Thousands of people across the country have taken to the streets to protest Donald Trump’s election as president -- and Trump campaign manager Kellyanne Conway said Sunday that it’s the responsibility of President Obama and Hillary Clinton to quell the protests, not Trump.
“We all know if the shoe was on the other foot and Hillary Clinton had won, which is what all the media were expecting, if not hoping for, then we know that if there were protesters, if there were two Donald Trump protesters somewhere, people would be freaking out that his supports were not accepting election results,” Conway told NBC’s “Meet the Press.” “It’s time really for President Obama and Secretary Clinton to say to these protesters, ‘This man is our president.’”

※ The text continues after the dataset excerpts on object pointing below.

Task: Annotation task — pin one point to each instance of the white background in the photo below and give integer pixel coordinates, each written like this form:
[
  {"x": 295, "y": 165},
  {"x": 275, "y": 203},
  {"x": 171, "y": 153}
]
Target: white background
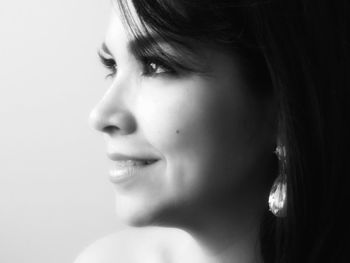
[{"x": 55, "y": 197}]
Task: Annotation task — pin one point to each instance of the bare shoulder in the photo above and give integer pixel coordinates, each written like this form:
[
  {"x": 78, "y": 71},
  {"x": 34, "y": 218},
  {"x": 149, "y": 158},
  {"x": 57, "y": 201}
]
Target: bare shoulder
[{"x": 131, "y": 245}]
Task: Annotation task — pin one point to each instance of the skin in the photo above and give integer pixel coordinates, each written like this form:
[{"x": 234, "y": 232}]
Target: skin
[{"x": 215, "y": 141}]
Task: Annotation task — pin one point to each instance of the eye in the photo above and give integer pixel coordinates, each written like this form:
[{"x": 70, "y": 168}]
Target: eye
[
  {"x": 154, "y": 66},
  {"x": 109, "y": 63}
]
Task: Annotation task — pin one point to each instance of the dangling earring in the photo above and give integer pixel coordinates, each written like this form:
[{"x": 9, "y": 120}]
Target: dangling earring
[{"x": 278, "y": 193}]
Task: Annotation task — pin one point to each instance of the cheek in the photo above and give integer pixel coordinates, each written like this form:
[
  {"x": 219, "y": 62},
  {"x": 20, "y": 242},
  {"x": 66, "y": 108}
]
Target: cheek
[{"x": 204, "y": 134}]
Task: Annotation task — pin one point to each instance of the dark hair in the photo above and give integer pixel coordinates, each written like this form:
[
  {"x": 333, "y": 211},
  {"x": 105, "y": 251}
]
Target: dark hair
[{"x": 300, "y": 51}]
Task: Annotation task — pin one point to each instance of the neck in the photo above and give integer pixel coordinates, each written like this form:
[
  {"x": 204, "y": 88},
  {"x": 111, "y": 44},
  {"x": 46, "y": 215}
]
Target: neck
[{"x": 223, "y": 240}]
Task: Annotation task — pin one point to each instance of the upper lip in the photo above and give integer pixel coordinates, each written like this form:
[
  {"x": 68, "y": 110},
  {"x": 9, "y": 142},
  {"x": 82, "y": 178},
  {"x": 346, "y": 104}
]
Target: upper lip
[{"x": 123, "y": 157}]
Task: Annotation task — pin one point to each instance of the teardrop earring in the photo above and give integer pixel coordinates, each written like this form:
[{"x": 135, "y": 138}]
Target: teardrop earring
[{"x": 278, "y": 192}]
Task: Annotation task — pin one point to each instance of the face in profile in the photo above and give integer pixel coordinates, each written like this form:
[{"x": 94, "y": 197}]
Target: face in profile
[{"x": 212, "y": 139}]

Conway’s comments came in response to a question about outgoing Senate Minority Leader Harry Reid’s statement on Friday, in which he said Trump needed to take “responsibility” for the hateful rhetoric of some of Trump’s supporters during the campaign.

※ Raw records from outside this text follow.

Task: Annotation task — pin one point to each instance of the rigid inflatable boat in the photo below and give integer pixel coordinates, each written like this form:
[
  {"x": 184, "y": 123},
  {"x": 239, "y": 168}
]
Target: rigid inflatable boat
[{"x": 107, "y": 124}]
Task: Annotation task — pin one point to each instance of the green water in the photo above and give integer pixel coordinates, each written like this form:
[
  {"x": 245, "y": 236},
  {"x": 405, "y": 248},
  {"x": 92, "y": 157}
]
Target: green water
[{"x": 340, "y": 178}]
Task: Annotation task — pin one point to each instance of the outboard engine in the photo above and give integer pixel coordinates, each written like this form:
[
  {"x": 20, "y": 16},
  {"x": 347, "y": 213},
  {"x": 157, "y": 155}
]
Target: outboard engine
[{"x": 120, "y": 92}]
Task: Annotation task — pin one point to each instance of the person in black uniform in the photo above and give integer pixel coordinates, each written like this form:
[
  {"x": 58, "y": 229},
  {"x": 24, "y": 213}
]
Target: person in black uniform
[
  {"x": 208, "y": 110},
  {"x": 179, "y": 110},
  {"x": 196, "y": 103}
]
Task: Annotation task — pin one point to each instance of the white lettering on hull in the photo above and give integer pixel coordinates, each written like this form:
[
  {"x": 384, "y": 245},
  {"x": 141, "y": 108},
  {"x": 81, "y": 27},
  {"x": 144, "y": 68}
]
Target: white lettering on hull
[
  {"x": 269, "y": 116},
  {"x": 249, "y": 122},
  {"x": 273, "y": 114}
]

“If this is going to be a time of healing, we must first put the responsibility for healing where it belongs: at the feet of Donald Trump, a sexual predator who lost the popular vote and fueled his campaign with bigotry and hate,” Reid said in his statement. “Winning the electoral college does not absolve Trump of the grave sins he committed against millions of Americans. Donald Trump may not possess the capacity to assuage those fears, but he owes it to this nation to try.”
Both Clinton and Obama have struck a conciliatory tone toward Trump in the wake of his victory Tuesday night. In her concession speech Wednesday morning in New York, Clinton said all Americans owe Trump “an open mind and the chance to lead,” saying her supporters “must accept this result and then look to the future.” In a separate speech Wednesday, President Obama urged people to “remember that we are all on the same team.”
Conway said Sunday that Trump won a “decisive victory” in the Electoral College -- and said he has a “mandate” to govern, despite losing the popular vote to Clinton.
“We see loudly and clearly that this country not only gave Donald Trump a decisive victory of over 300 electoral votes,” she said. “It was not a squeaker, folks. They gave him a Republican House and Senate, a majority of Republican governorships, and 69 of the 99 state legislative chambers. This is a mandate.”
Conway said both Republican National Committee Chairman Reince Priebus and Trump campaign CEO Steve Bannon, who are under consideration for chief of staff, will play “very important roles” in Trump’s administration -- and told “Fox News Sunday” that despite Trump’s “drain the swamp” rhetoric toward Washington, that he will include experienced political hands in his administration as well as newcomers to politics like himself.
“These are people who are talented and who have done this before,” Conway said. “You can’t just appoint novices. You have to have people who know what they’re doing.”